Educationalizing

I was treated to an e-mail the other day – I’m not sure why; it was offered as an “interesting teacher’s perspective.” I won’t quibble here with whether it is really the teacher or the perspective that I am to find interesting; I suspect the latter. I suspect too I would loath the teacher – though I guess that’s not to say she still might not be interesting.

The gist of the e-mail seems to be, taken from this person’s blog, that one, let’s call her Legion, takes great pride, when asked by a student for a pencil or a piece of paper, in refusing. Not for the reason I have been refusing the same request for years – that is, that you are to remember to bring to class every day the tools you will need to perform in that class. Just as you don’t expect the carpenter you hired to borrow some tools to put up those new cabinets, so too… you get it, right? No – this forward thinking educationist seems to see it as her place in life to remove paper, pencils, writing – that sort of outdated, outmoded, “in the box thinking” – and replace them with something better. She calls it “technology,” and wants to teach kids to use it “instead of paper to solve problems and organize ideas.”

Where to begin? First, “technology” does not solve anything, any more than “biology” cures diseases. But that’s petty. I shouldn’t expect her to be able to express herself clearly; she’s an educationist, fighting on the frontlines. She has bigger fish to fry than worry about clarity of expression. She is “responsible for sending good digital citizens out into the world.” (That’s become the cover-all, the phrase du jour, the El Dorado of contemporary education: “citizens of the world.” Modern teachers, those who are teaching for the future, are no longer satisfied with producing kids who can read, write, count, and think; nope – the forward thinkers, the teachers for the 21st century, are producing “world citizens,” sometimes even “digital citizens.” No matter that first phrase doesn’t really mean much, is either a tautology or, more probably, an impossibility).
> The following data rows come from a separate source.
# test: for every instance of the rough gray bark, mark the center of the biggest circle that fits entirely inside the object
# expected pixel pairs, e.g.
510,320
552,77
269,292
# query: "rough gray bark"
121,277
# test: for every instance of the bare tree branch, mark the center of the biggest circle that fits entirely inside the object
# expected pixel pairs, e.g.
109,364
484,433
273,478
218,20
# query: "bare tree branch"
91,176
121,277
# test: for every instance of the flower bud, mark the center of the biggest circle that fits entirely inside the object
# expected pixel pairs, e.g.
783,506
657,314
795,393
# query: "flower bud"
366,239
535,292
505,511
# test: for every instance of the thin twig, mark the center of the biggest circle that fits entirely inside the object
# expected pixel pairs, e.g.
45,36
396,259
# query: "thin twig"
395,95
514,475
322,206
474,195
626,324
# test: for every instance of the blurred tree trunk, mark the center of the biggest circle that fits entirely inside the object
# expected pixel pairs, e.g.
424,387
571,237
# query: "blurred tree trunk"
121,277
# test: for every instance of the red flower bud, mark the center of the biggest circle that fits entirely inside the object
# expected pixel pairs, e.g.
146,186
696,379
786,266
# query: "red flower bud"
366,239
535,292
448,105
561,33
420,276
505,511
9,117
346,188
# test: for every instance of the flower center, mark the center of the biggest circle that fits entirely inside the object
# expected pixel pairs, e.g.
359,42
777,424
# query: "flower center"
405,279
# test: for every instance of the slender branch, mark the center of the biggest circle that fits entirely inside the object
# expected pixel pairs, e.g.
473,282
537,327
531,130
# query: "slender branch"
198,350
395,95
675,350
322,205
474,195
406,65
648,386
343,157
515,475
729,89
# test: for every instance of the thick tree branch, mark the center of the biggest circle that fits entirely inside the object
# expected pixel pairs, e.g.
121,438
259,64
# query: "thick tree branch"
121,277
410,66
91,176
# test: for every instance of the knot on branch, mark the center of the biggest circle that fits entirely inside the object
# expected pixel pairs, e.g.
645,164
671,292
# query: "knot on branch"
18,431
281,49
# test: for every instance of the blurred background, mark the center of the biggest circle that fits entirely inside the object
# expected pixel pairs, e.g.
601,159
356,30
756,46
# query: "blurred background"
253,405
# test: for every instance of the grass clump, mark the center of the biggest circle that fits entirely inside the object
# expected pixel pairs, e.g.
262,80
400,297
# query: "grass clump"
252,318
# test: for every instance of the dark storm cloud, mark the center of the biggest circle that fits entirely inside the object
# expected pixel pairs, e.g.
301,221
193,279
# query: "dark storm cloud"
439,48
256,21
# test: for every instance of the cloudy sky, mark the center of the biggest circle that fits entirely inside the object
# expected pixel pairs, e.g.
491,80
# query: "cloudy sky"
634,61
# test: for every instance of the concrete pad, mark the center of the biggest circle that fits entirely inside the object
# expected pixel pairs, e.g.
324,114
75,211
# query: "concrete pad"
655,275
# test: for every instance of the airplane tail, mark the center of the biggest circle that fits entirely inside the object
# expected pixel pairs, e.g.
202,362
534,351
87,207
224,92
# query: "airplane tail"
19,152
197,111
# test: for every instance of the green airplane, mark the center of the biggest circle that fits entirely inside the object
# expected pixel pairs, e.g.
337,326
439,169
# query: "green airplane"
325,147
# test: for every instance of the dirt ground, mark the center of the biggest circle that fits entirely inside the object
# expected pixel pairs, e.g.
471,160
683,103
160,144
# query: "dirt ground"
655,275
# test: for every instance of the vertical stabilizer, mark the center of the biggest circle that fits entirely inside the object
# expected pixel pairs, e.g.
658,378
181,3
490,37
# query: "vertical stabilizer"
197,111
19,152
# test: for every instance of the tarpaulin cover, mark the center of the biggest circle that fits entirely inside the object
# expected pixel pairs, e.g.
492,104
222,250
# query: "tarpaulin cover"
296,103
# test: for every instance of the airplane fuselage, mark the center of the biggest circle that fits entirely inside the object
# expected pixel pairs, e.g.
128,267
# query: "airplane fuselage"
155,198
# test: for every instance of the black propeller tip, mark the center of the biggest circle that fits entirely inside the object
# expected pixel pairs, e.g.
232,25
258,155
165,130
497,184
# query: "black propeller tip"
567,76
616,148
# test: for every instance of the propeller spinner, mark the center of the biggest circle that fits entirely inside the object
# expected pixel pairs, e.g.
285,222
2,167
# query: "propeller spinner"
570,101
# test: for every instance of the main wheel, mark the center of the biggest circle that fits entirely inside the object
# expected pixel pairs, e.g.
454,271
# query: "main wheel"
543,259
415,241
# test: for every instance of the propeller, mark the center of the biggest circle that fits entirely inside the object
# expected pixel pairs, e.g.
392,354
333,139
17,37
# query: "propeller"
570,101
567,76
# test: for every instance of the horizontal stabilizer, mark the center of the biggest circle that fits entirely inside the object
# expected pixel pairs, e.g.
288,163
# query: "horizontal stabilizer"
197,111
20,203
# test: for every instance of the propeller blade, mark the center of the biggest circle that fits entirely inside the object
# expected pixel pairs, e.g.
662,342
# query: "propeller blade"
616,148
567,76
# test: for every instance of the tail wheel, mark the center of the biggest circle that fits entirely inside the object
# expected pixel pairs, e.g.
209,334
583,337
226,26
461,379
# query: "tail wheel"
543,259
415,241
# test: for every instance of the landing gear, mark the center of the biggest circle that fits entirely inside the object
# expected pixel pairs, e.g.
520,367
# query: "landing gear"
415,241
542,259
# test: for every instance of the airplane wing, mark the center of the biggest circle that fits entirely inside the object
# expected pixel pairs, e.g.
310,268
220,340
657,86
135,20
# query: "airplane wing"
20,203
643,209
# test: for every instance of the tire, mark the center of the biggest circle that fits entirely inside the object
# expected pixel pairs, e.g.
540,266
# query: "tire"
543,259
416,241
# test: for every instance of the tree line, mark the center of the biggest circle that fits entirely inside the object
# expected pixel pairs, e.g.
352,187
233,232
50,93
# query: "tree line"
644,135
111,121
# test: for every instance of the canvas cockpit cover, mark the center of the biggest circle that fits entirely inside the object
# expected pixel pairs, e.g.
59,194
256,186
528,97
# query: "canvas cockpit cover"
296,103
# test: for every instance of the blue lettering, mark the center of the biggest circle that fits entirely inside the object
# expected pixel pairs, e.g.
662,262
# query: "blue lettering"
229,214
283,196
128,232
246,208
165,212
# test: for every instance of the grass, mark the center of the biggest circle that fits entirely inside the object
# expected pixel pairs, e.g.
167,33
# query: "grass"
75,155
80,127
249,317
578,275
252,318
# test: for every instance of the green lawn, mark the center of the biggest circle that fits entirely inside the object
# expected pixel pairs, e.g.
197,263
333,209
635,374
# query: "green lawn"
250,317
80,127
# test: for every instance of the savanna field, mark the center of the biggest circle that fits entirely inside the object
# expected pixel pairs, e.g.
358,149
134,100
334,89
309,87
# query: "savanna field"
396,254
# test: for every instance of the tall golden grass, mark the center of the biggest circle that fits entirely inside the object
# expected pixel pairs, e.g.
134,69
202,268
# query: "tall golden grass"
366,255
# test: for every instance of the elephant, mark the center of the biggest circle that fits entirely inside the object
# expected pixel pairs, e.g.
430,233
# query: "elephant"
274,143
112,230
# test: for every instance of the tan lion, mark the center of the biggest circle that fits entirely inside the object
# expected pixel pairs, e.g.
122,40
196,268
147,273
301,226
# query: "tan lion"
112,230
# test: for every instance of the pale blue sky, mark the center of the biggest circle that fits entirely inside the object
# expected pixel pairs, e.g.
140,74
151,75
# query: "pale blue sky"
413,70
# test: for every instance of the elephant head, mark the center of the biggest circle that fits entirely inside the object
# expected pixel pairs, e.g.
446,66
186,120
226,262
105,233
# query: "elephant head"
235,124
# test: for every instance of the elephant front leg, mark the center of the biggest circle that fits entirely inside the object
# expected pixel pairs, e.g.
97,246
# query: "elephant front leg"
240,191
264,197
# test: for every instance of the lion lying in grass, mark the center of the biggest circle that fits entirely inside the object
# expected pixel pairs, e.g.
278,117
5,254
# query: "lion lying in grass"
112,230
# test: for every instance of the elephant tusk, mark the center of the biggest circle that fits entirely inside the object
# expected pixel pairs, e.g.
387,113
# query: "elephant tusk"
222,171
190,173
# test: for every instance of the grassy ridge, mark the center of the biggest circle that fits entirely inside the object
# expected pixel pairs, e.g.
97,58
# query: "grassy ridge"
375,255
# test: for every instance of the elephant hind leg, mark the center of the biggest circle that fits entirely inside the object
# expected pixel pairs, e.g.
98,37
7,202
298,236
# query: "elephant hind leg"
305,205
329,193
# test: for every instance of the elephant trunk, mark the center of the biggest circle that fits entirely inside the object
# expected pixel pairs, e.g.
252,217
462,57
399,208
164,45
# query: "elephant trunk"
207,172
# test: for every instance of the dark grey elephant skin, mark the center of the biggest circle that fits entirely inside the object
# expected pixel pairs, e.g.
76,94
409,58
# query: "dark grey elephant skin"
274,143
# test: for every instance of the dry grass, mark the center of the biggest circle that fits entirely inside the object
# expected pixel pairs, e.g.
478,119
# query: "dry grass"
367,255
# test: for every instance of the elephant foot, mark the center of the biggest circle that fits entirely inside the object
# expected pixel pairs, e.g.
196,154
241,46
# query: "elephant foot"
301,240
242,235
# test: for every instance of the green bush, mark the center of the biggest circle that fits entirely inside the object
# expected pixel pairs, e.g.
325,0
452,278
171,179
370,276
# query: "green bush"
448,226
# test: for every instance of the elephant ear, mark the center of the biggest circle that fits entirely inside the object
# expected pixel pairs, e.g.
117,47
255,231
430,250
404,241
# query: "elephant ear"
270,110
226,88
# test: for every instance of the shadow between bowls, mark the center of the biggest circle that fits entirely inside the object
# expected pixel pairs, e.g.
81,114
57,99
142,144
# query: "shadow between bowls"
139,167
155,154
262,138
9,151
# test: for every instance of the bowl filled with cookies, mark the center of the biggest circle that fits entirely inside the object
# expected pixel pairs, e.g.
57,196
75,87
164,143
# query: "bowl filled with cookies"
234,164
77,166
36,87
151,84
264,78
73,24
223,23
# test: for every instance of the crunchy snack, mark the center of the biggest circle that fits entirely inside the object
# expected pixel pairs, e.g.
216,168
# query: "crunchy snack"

But I wander.

You cannot know how depressed it makes me to know that there is a colleague out there somewhere who thinks she is doing some children a favor by refusing to let them write something down, and pointing them instead to some digitalized, expensive, soon to be outdated piece of “technology.” And, while we are at it, that someone here closer to home thinks this is something I should be made aware of, might find interesting. This poor zhlub thinks she is doing education. God forbid we use paper to solve a problem or a pencil to organize an idea. It is, after all century 21 – and that’s what we should be educationalizing for.